In allowing the appeal, the Court of Appeal did not comment on the validity of the privilege claim other than stating that the trial judge ought to have assessed it against the Wigmore criteria, which in turn reflect the relevant Charter values. Instead, the thrust of the appeal judgement is about the restraint that judges should exercise in compelling testimony which reveals a source’s confidences when a claim of privilege fails. On this point, the Court’s essential finding is well-summarized from a quote it drew from a British Columbia Supeme Court judgement: “where members of the media are called to give evidence, it is incumbent upon courts to balance the necessity of having evidence before the court against the special role of the media as recognized by section 2(b) of the Charter.”

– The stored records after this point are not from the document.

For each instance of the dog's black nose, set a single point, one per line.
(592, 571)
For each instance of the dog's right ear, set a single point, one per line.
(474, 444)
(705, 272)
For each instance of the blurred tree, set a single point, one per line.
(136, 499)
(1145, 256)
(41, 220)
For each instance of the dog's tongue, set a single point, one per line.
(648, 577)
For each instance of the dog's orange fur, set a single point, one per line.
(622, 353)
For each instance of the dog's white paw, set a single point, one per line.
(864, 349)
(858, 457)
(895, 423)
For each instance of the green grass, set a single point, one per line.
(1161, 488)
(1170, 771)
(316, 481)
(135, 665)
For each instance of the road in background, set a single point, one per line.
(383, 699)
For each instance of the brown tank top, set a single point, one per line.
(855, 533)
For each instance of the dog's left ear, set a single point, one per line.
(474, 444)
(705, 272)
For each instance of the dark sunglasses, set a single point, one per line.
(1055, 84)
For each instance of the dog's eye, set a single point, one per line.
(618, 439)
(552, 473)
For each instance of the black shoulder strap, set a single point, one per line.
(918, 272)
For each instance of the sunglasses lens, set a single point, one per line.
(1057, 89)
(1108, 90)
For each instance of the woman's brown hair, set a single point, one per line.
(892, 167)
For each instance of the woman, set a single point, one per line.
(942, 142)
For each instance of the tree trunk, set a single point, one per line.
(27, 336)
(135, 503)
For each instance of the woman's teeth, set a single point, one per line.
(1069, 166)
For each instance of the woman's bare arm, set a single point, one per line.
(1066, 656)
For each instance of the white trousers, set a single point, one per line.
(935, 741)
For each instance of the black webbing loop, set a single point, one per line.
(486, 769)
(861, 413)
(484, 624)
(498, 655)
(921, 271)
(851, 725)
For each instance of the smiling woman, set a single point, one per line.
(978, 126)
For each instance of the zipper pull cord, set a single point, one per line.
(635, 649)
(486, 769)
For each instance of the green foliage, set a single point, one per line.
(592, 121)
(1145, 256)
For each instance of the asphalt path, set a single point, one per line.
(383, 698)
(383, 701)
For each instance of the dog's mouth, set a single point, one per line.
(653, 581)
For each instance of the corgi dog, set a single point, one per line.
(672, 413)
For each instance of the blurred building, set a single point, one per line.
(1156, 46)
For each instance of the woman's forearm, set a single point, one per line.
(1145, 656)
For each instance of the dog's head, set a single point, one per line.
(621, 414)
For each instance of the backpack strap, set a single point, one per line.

In the circumstances, the Court held that the trial judge did not show sufficient restraint:

At a minimum, the appellant should have been afforded the opportunity to consider his position in light of the fact that he had been ordered to disclose the confidential information. The appellant also should have been given the opportunity to consult with the confidential source to determine whether, in light of the court’s order, the source still insisted that the confidentiality be maintained.

Also based on the principle of restraint, the Court held that the trial judge erred in proceeding with a contempt hearing after the confidential source had come forward and erred in imposing a substantial costs award.

St. Elizabeth Home Society v. Hamilton (City), 2008 ONCA 182.